Nittardi is a boutique winery situated in the heart of the Chianti Classico region, with vineyards in Chianti Classico and the Maremma.

In the 16th century, Nittardi's vast property belonged to the Renaissance artist Michelangelo Buonarroti who, in 1549, while painting the Sistine Chapel, wrote to his nephew Lionardo: “I’d prefer two casks of wine rather than eight shirts.” On that same occasion, Michelangelo also sent Nittardi wine to Rome as a “genuine gift to the Pope Julius II”. Today, in honour of that tradition, every year the first bottles of Nectar Dei, the top wine from the Maremma vineyards, are presented to the Pope.

Over the centuries the property changed hands often until, in 1982, it was taken over by the Frankfurt publisher and art gallerist Peter Femfert and his wife Stefania Canali, a historian from Venice. Stefania and Peter restored Nittardi step-by-step and with love and care. The vineyards were replanted and, in 1992, the ancient vat room was replaced by a modern cellar. A competent team of wine enthusiasts was put together, consisting of Carlo Ferrini, the consultant enologist; Antonio Spurio, the technical director; and Giorgio Conte, the commercial director. The son of Stefania and Peter, Léon Femfert has been involved full time at the winery since early 2013.
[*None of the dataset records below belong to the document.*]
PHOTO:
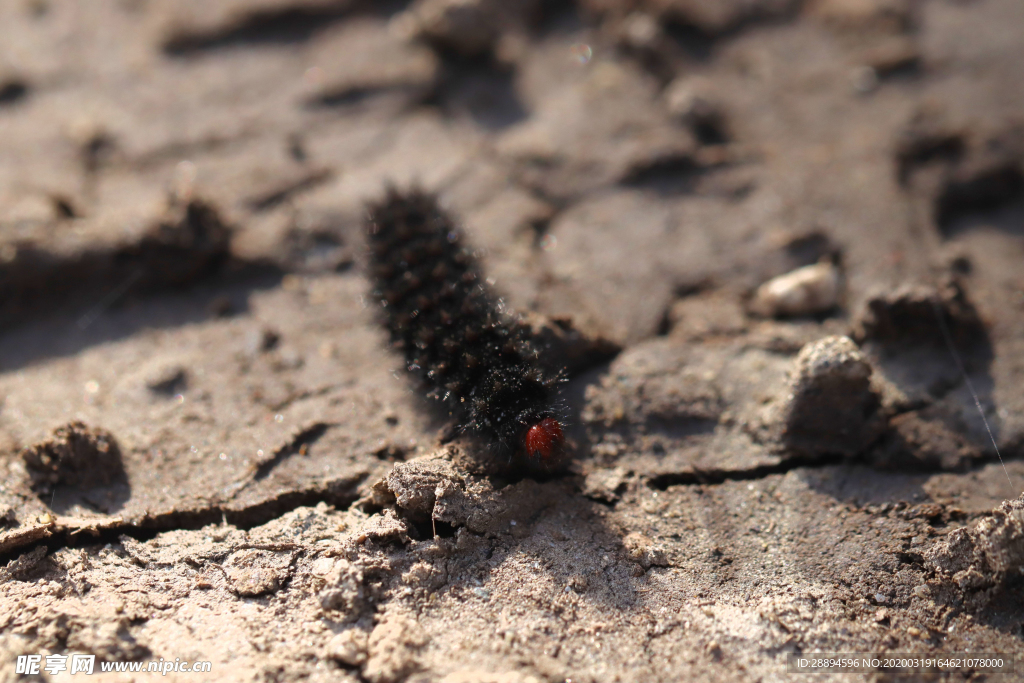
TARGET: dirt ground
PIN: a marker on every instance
(209, 453)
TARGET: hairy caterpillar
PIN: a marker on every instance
(455, 335)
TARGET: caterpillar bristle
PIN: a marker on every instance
(459, 345)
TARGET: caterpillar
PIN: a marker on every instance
(458, 340)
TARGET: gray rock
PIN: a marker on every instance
(832, 408)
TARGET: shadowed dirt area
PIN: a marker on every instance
(775, 245)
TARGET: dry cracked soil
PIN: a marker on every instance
(776, 245)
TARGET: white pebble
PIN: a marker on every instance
(806, 291)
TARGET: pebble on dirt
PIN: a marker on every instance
(988, 555)
(808, 291)
(75, 455)
(832, 408)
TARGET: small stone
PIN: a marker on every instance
(832, 408)
(604, 484)
(349, 647)
(691, 97)
(644, 552)
(75, 455)
(808, 291)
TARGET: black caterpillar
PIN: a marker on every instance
(470, 357)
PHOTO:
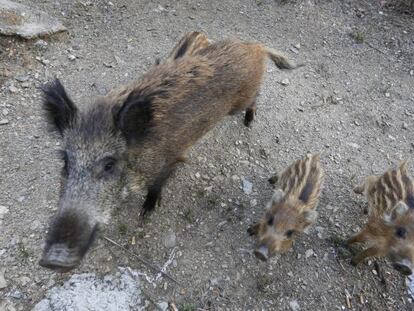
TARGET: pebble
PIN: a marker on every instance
(3, 283)
(24, 280)
(162, 306)
(22, 78)
(13, 89)
(41, 43)
(285, 82)
(294, 305)
(170, 240)
(354, 145)
(309, 253)
(16, 294)
(3, 211)
(247, 186)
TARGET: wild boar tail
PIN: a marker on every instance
(281, 61)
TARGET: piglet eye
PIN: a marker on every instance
(290, 233)
(401, 232)
(269, 219)
(109, 165)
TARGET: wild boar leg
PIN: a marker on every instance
(154, 191)
(250, 113)
(359, 189)
(369, 252)
(254, 229)
(358, 238)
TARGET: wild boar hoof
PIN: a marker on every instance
(354, 261)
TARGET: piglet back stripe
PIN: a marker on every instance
(410, 200)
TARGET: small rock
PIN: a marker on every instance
(309, 253)
(294, 305)
(28, 23)
(13, 89)
(294, 50)
(285, 82)
(16, 294)
(3, 283)
(162, 306)
(41, 43)
(22, 78)
(170, 240)
(354, 145)
(24, 280)
(3, 211)
(247, 186)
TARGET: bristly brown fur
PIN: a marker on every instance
(292, 208)
(189, 44)
(391, 210)
(139, 133)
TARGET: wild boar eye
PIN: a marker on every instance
(109, 165)
(269, 219)
(401, 232)
(290, 233)
(64, 157)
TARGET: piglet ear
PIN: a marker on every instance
(310, 216)
(60, 110)
(399, 210)
(134, 117)
(277, 197)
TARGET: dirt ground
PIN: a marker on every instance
(353, 101)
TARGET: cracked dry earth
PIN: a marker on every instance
(353, 102)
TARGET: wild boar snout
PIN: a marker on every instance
(404, 267)
(262, 253)
(70, 236)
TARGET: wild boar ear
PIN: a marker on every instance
(399, 210)
(277, 196)
(134, 117)
(60, 110)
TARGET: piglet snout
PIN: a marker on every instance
(262, 253)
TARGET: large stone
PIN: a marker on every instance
(20, 20)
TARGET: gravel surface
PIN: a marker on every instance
(353, 101)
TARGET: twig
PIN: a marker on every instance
(380, 274)
(145, 262)
(376, 49)
(348, 299)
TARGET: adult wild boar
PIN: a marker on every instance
(136, 135)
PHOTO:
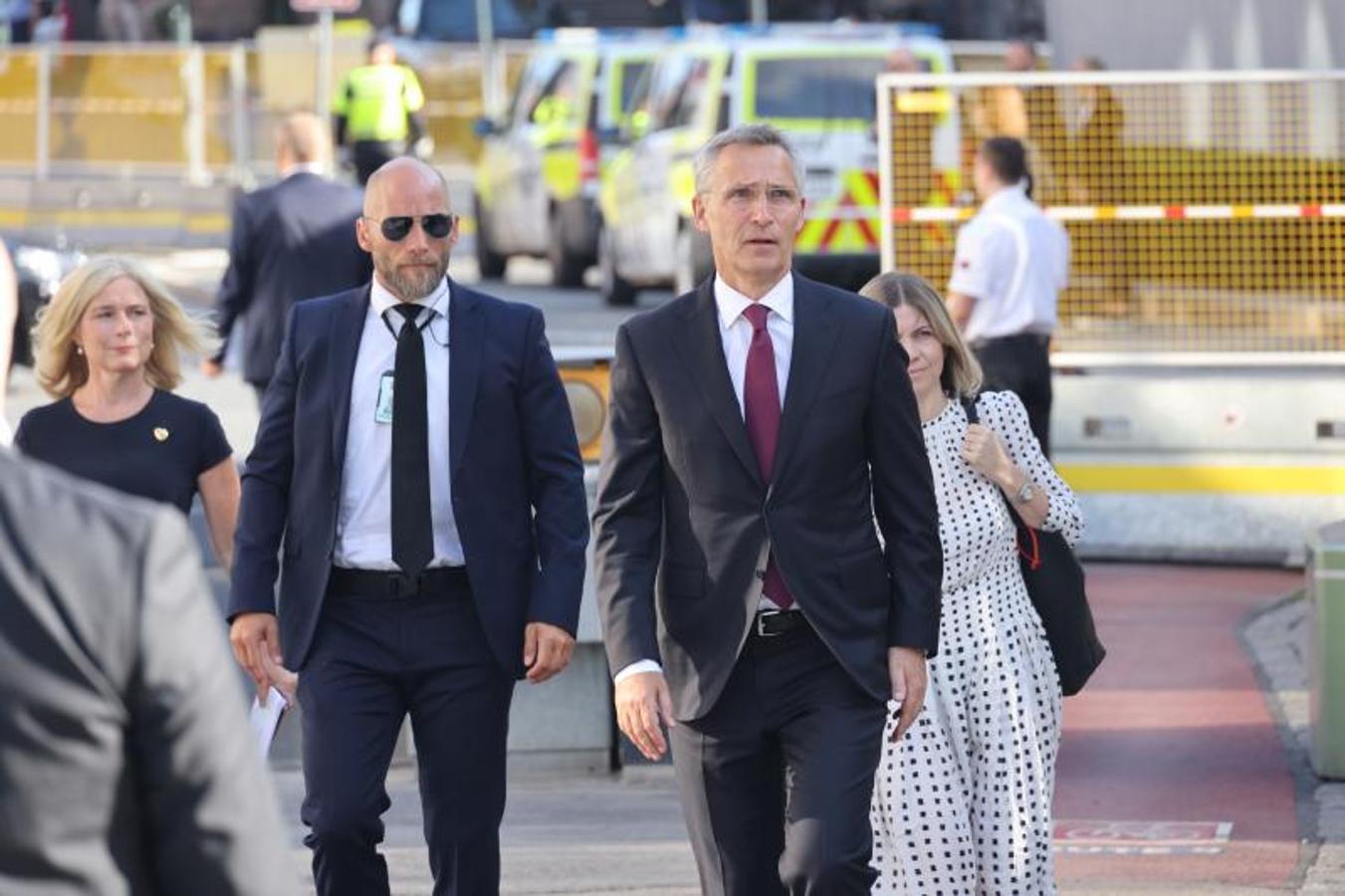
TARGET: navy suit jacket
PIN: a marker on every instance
(291, 241)
(517, 475)
(682, 509)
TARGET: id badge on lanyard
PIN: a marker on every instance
(383, 406)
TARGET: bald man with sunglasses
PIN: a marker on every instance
(417, 475)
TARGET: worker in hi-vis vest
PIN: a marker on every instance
(378, 112)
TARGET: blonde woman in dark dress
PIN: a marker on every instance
(108, 350)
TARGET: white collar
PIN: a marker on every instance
(1007, 195)
(732, 303)
(305, 167)
(382, 299)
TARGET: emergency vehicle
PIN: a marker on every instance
(539, 174)
(816, 85)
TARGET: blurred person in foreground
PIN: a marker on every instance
(378, 111)
(8, 318)
(962, 803)
(110, 350)
(126, 766)
(1008, 271)
(417, 475)
(291, 241)
(750, 608)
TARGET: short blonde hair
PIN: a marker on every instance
(61, 370)
(961, 368)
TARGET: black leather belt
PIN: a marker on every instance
(773, 623)
(376, 582)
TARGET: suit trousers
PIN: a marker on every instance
(371, 155)
(372, 662)
(778, 777)
(1021, 364)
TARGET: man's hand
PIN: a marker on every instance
(985, 452)
(256, 642)
(547, 650)
(907, 670)
(280, 678)
(643, 708)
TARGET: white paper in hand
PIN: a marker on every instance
(264, 719)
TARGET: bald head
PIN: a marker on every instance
(302, 138)
(409, 259)
(402, 178)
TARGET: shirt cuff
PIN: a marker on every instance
(635, 669)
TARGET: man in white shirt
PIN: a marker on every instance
(417, 456)
(758, 425)
(1010, 264)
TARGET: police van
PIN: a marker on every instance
(816, 85)
(539, 174)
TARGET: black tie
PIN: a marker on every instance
(413, 528)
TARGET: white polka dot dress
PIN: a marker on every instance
(962, 802)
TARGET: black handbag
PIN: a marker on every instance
(1054, 581)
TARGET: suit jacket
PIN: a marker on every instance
(681, 495)
(291, 241)
(125, 762)
(517, 475)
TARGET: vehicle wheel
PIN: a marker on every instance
(489, 263)
(615, 291)
(692, 260)
(566, 268)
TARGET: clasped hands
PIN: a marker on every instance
(255, 639)
(644, 703)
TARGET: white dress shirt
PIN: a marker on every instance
(1012, 260)
(364, 520)
(736, 336)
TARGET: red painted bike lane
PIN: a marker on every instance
(1172, 772)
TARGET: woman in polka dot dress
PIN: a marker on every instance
(962, 802)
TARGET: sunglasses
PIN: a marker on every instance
(399, 226)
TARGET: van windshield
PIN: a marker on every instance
(816, 88)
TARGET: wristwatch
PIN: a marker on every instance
(1026, 491)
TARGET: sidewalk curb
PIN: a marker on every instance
(1274, 639)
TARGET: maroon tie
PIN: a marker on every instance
(762, 413)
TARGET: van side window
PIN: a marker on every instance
(815, 88)
(677, 97)
(549, 93)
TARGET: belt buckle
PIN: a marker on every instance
(403, 585)
(762, 619)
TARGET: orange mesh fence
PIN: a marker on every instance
(1204, 210)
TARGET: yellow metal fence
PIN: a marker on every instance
(202, 112)
(1204, 210)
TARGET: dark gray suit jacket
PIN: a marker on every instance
(125, 758)
(681, 495)
(518, 479)
(291, 241)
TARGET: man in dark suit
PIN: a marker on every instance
(125, 761)
(433, 540)
(758, 425)
(291, 241)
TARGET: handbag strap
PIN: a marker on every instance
(1031, 552)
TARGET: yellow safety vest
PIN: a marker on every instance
(375, 102)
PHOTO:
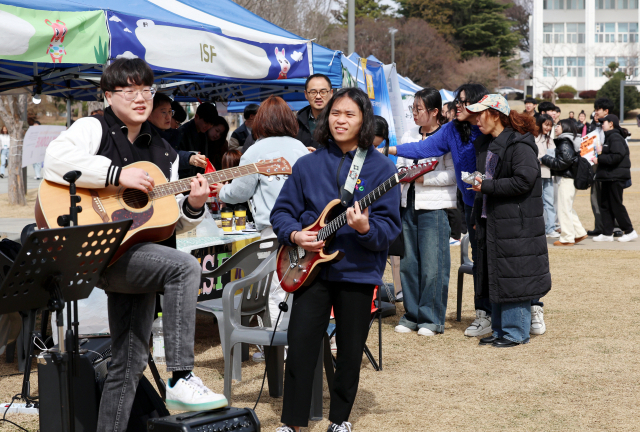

Another splendid property was purchased in the Maremma, close to the coast in southern Tuscany, in 1999. Since then, 17 hectares there have been planted with local and international grape varietals. This is where Ad Astra and Nectar Dei, the Super Tuscans of Nittardi, are produced. In 2012, the Maremma also became the birthplace of Nittardi’s first white wine: BEN, a 100% Vermentino.

The Philosophy

All of Nittardi’s vineyards are certified organic and managed with the highest respect for the environment. Fertilization of the soil is carried out only with organic substances, such as manure and green manure (seeding, growth, chopping and burial of leguminous plants such as field beans). Throughout the year, their skilled workers conduct all operations in the vineyards manually. To ensure a better-quality grape, they keep the number of grapes produced low through a variety of agricultural methods such as short-pruning in winter, a careful selection of the shoots in spring, and green harvesting in early summer. The harvest, of only the ripest and healthiest grapes, is done manually.